May opens and closes with two of the top RHS shows – Malvern Spring Festival (11 – 14 May) is the biggest RHS show after Hampton Court and the oldest after Chelsea. It is one of my absolute favourites and kick starts the gardening show season in a spectacle of show gardens, award winning nurseries and oodles of inspiration. Monty Don described the festival as the “gateway to summer” and he’s not wrong. This year I’m mentoring the fledgling design talent in their brand new Spa garden category which includes the opportunity for a British designer to build a show garden at the prestigious Moscow Flower Show in July. The end of May heralds the marvel that is RHS Chelsea Flower Show (23-27 May), the gardening Oscars. The eyes of the world turn to SW3 and a small 11 acre site that is transformed once a year, over five weeks into a Mecca for garden and design experts and enthusiasts.

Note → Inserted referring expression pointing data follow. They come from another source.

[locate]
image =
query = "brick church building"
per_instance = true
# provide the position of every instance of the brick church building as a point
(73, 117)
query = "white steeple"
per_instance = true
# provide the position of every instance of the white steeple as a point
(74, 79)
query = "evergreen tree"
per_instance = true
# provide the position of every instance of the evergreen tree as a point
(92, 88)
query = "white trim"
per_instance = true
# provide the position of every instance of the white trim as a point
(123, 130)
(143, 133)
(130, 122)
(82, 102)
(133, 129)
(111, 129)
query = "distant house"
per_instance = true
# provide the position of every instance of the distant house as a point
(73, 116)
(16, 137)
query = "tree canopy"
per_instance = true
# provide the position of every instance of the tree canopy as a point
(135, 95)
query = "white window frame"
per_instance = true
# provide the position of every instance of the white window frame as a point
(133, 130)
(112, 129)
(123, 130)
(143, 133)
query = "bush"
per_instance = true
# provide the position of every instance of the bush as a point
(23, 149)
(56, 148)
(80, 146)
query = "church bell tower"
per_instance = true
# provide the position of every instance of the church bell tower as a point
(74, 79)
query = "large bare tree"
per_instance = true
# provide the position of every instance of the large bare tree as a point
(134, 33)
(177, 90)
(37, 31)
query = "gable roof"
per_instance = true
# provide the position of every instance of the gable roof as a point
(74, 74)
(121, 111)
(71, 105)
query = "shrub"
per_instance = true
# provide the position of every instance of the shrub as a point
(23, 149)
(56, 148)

Whether it is an RHS show garden at the foot of the Malvern Hills or one sitting proudly on Main Avenue, Chelsea, all are scrutinised with the same set of rules and guidelines. A gold medal at Chelsea is the same as a gold medal at Malvern and this standard is set by a panel of expert horticulturalists and landscapers. If you remain true to your brief and deliver a flawless garden then you can expect a gold medal but sometimes the harshest critics are those that are viewing your creation after that all important medal has been awarded.
Everyone has an opinion on a show garden and believe me it is not always easy standing within earshot of the comments. Designing is an incredibly exposing and personal expression and criticism can feel more akin to a flaying than simple fault finding.However, I would
ay that regardless of tastes all show gardens can teach us something and leave us with ideas and inspiration that we can apply to our own spaces.
How to view a show garden?
Sometimes show gardens seem unrealistic and out of the reach, but there is always something we can learn even if it’s what not to do! Pay attention to the details, not just the whole, but to the planting, materials, shapes, architectural elements, and the artistic touches as well as the practical.
✤ Keep an open mind – if the colours of the plants aren’t to your tastes, look at their shapes. Spires work with balls, umbels work with grasses, a good balance of different shapes and textures can create a unity, regardless of colour palette. Apply the same logic to the hard landscaping, look at the design rather than the material, the pattern or shape rather than the colour, can these be adapted to suit your own space?
✤ Done and dusted – a real garden is never finished, they evolve and ‘grow’ with you and your tastes and needs. A first time buyer’s garden is going to be completely different to that of a growing family or retired couple. What you need to ‘take’ is the elements that work for you now such as the atmospheric lighting for evening entertaining or the handy electrical socket for an impromptu open air office.
✤ Snapshot – Show gardens may be temporary fantasies but they should always be inspirational and exciting, they are a snapshot not a timelapse. These gardens are designed and planted to look particularly good at a certain time of year. RHS Malvern and RHS Chelsea are both filled with early summer plants, visit them a couple of months later and they wouldn’t look anything like spectacular. Take note of this and make sure that any planting combinations have a longer life than just May.
✤ Problem Solving – Themed gardens can often offer solutions for ‘difficult’ spaces such as shady areas or exposed spots – these less forgiving spaces are often used in a show garden to demonstrate what can be done and so are perfect for emulating at home. Often show garden designers will have a plant list they will happily share too.
✤ It’s a Bug’s Life – Wildlife show gardens are becoming more popular, for good reason, and they can be bee friendly and not look like they’ve just been transported from the nearest allotment. There are literally hundreds of plants that are a pollinators paradise without looking like they only belong in a wildflower meadow.
✤ Future Proofing – RHS Hampton Court Palace Flower Show has introduced a new category of show gardens called Gardens for a Changing World. This category reflects a more sustainable direction and is asking designers to deal with the important issues of climate change and how horticulture can fit into our modern lifestyles. I will be looking closely at these gardens to see the innovative ways that these designers have created in order to future proof our gardens.
✤ Shop Window – finally if you are on the lookout for some design help, this is the garden designer’s equivalent of a shop window. Is their creation making you want to metaphorically press your nose against the glass? Take away inspiration for your own garden shopping list.